The government is investigating the design and performance of Tesla’s system.
Preliminary reports indicate the crash occurred when a tractor-trailer rig made a left turn in front of the Tesla at an intersection of a divided highway where there was no traffic light, the National Highway Traffic Safety Administration said. The Tesla driver died due to injuries sustained in the crash, which took place May 7 in Williston, Florida, the agency said. The city is southwest of Gainesville.
Tesla said on its website that neither the driver nor the Autopilot noticed the white side of the trailer, which was perpendicular to the Model S, against the brightly lit sky, and neither applied the brakes.
“The high ride height of the trailer combined with its positioning across the road and the extremely rare circumstances of the impact caused the Model S to pass under the trailer,” the company said. The windshield of the Model S collided with the bottom of the trailer.
The company said this was the first known death in over 130 million miles of Autopilot operation. It said the NHTSA investigation is a preliminary inquiry to determine whether the system worked as expected.
Tesla says that before Autopilot can be used, drivers have to acknowledge that the system is an “assist feature” that requires a driver to keep both hands on the wheel at all times. Drivers are told they need to “maintain control and responsibility for your vehicle” while using the system, and they have to be prepared to take over at any time, the statement said.
Autopilot makes frequent checks, making sure the driver’s hands are on the wheel, and it gives visual and audible alerts if hands aren’t detected, and it gradually slows the car until a driver responds, the statement said.
Tesla conceded that the Autopilot feature is not perfect, but said in the statement that it’s getting better all the time. “When used in conjunction with driver oversight, the data is unequivocal that Autopilot reduces driver workload and results in a statistically significant improvement in safety,” the company said.

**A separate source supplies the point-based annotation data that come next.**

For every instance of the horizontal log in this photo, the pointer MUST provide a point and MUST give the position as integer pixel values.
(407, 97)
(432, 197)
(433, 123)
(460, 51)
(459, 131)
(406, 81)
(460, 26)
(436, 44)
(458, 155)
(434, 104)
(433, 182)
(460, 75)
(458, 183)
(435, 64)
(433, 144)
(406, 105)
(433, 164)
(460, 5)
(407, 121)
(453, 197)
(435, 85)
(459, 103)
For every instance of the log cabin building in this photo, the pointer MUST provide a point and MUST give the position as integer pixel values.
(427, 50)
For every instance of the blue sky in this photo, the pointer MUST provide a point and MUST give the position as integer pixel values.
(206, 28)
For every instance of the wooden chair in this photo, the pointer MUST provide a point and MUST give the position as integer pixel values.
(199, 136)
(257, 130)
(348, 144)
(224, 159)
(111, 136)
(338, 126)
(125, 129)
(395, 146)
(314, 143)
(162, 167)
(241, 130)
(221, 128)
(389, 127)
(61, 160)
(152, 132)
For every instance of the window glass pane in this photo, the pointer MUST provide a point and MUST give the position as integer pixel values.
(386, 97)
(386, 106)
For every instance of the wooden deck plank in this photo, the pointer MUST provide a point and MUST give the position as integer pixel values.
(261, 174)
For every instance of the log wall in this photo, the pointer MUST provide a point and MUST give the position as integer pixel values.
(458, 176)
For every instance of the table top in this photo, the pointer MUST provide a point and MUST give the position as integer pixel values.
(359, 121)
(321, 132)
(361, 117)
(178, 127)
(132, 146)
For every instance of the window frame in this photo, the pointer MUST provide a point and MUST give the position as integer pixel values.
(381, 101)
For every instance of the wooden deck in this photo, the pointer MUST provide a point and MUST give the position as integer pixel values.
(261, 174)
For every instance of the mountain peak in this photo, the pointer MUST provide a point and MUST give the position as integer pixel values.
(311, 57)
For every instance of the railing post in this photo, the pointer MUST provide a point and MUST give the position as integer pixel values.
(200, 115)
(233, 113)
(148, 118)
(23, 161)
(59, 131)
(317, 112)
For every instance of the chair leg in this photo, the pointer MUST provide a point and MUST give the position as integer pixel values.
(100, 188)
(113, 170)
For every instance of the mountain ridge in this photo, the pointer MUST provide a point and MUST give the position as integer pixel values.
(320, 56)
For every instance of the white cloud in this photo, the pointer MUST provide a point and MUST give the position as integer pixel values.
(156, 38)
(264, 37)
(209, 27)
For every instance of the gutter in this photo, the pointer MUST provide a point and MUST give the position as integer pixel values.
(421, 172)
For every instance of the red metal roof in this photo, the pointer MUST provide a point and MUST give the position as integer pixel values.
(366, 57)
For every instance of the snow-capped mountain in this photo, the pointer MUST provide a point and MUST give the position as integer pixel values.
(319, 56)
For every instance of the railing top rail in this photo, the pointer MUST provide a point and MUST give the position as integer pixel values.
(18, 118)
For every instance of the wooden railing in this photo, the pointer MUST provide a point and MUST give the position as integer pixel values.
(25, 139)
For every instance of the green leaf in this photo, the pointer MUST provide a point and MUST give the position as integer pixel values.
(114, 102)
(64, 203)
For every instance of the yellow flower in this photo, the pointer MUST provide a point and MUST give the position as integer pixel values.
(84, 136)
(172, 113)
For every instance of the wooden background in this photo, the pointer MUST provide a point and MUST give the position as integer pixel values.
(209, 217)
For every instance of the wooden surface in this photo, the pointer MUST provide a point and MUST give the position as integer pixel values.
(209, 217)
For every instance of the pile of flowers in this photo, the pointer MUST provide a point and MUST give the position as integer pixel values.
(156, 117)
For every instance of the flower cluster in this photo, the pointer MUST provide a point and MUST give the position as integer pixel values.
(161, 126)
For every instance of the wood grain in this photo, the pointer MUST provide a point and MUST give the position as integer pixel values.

The Tesla driver was identified as Joshua D. Brown, 40, of Canton, Ohio. He was a former Navy SEAL who owned a technology company, according an obituary posted online by the Murrysville Star in Pennsylvania.
Tesla’s founder, Elon Musk, expressed “our condolences for the tragic loss” in a tweet late Thursday.
Our condolences for the tragic loss https://t.co/zI2100zEGL
— Elon Musk (@elonmusk) June 30, 2016
NHTSA’s Office of Defects is handling the investigation. The opening of the preliminary evaluation shouldn’t be construed as a finding that the government believes the Model S is defective, NHTSA said in a statement.
The Tesla death comes as NHTSA is taking steps to ease the way onto the nation’s roads for self-driving cars, an anticipated sea-change in driving where Tesla has been on the leading edge. Self-driving cars have been expected to be a boon to safety because they’ll eliminate human errors. Human error is responsible for about 94 percent of crashes.